Çocuklarda erken dönemde yapılan göz muayeneleri, ileride oluşabilecek kalıcı görme sorunlarının önlenmesi açısından büyük önem taşır. Doğumsal katarakt, göz tembelliği, şaşılık, kırma kusurları ve gözyaşı kanalı tıkanıklıkları çocukluk çağında sık karşılaşılan göz problemlerindendir. Okul öncesi dönemde düzenli göz kontrolleri mutlaka yapılmalıdır.
Retina, görmenin en kritik tabakalarından biridir ve burada oluşan hastalıklar ciddi görme kayıplarına yol açabilir.

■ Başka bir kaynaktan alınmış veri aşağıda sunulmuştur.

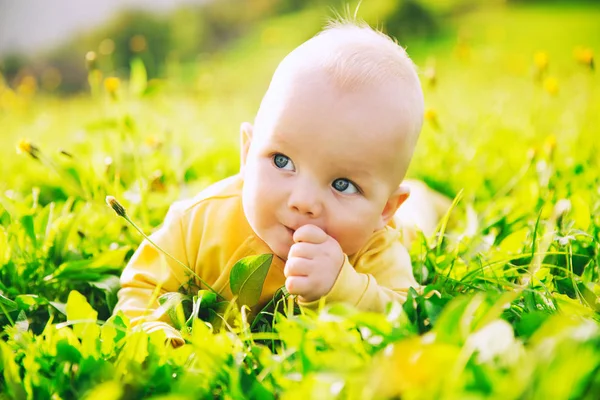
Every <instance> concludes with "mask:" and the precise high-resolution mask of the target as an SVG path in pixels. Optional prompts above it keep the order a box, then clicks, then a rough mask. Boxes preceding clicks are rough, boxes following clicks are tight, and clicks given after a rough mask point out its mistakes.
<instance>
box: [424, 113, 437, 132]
mask: <svg viewBox="0 0 600 400" xmlns="http://www.w3.org/2000/svg"><path fill="white" fill-rule="evenodd" d="M423 117H424V118H425V120H426V121H429V123H430V124H431V125H433V127H434V128H435V129H439V128H440V122H439V120H438V117H437V112H436V111H435V110H434V109H433V108H428V109H427V110H425V114H424V115H423Z"/></svg>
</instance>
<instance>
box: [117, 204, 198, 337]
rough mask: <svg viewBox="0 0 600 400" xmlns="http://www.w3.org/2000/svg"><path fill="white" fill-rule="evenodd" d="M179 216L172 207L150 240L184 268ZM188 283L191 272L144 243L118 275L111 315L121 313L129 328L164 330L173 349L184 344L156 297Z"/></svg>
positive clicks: (183, 239) (164, 310)
mask: <svg viewBox="0 0 600 400" xmlns="http://www.w3.org/2000/svg"><path fill="white" fill-rule="evenodd" d="M183 230H184V228H183V221H182V213H181V212H180V211H179V210H178V209H177V208H176V207H175V206H174V207H172V208H171V210H169V213H168V214H167V217H166V218H165V222H164V224H163V226H162V227H161V228H159V229H158V230H157V231H156V232H154V233H153V234H152V235H151V236H150V239H151V240H152V241H153V242H154V243H156V244H157V245H158V246H160V247H161V248H162V249H163V250H165V251H166V252H168V253H169V254H171V255H172V256H173V257H175V258H176V259H177V260H179V261H181V262H182V263H183V264H185V265H189V262H188V257H187V254H186V248H185V241H184V237H183V236H184V234H183ZM189 281H190V272H189V271H188V270H187V269H186V268H184V267H183V266H182V265H180V264H179V263H177V262H176V261H175V260H173V259H172V258H170V257H168V256H166V255H165V254H163V253H162V252H161V251H159V250H158V249H156V247H154V246H153V245H152V244H151V243H150V242H149V241H148V240H144V241H143V242H142V244H141V245H140V246H139V247H138V249H137V250H136V251H135V253H134V254H133V256H132V257H131V259H130V260H129V263H128V264H127V266H126V267H125V269H124V270H123V273H122V274H121V289H120V290H119V293H118V302H117V305H116V307H115V310H114V312H115V313H116V312H117V311H119V310H120V311H122V312H123V314H125V316H127V317H128V318H129V320H130V321H131V324H132V326H134V327H139V328H141V329H142V330H144V331H146V332H148V333H151V332H154V331H156V330H163V331H164V333H165V334H166V336H167V338H168V339H169V340H170V341H171V343H173V344H174V345H175V346H177V345H181V344H183V343H184V340H183V338H182V337H181V334H180V333H179V331H178V330H177V329H175V328H174V327H173V326H172V325H170V324H171V319H170V318H169V316H168V315H167V314H166V312H165V310H163V309H162V308H161V307H160V305H159V303H158V298H159V297H160V296H161V295H163V294H165V293H167V292H177V291H179V289H180V288H181V287H182V286H183V285H186V284H187V283H188V282H189Z"/></svg>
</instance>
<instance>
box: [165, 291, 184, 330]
mask: <svg viewBox="0 0 600 400" xmlns="http://www.w3.org/2000/svg"><path fill="white" fill-rule="evenodd" d="M191 300H192V296H190V295H184V294H182V293H179V292H168V293H165V294H163V295H162V296H160V297H159V298H158V303H159V304H160V305H161V307H162V308H164V309H165V310H166V311H167V315H168V316H169V318H171V322H172V323H173V325H174V326H175V328H177V329H181V328H182V327H183V326H184V325H185V320H186V318H185V311H184V308H183V303H184V302H185V301H187V302H191Z"/></svg>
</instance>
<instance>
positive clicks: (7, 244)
mask: <svg viewBox="0 0 600 400" xmlns="http://www.w3.org/2000/svg"><path fill="white" fill-rule="evenodd" d="M8 260H10V244H9V241H8V235H7V234H6V231H5V229H4V228H3V227H2V226H0V265H4V264H6V263H8Z"/></svg>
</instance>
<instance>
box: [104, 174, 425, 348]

Diyabet, retina damarlarını etkileyerek zamanla kalıcı görme kaybına neden olabilir. Erken dönemde fark edilmezse körlüğe kadar ilerleyebilen bu hastalık, düzenli göz dibi muayeneleriyle kontrol altına alınabilir.
Merkezi görmeden sorumlu makula bölgesinin yaşla birlikte bozulması sonucu ortaya çıkar. Kuru ve yaş tip olmak üzere iki formu bulunur. Özellikle yaş tipte ani ve ciddi görme kaybı gelişebilir.
Retina yırtıkları, retina dekolmanı, makula deliği ve epiretinal membran gibi durumlarda lazer tedavileri ya da ileri vitrektomi ameliyatları uygulanabilir.
Erken doğan ve düşük doğum ağırlıklı bebeklerde görülen bu hastalık, retina damar gelişiminin tamamlanmaması sonucu ortaya çıkar. Zamanında takip ve tedavi edilmezse ciddi görme kayıplarına neden olabilir. Bu nedenle risk altındaki bebeklerin düzenli retina muayeneleri yapılmalıdır.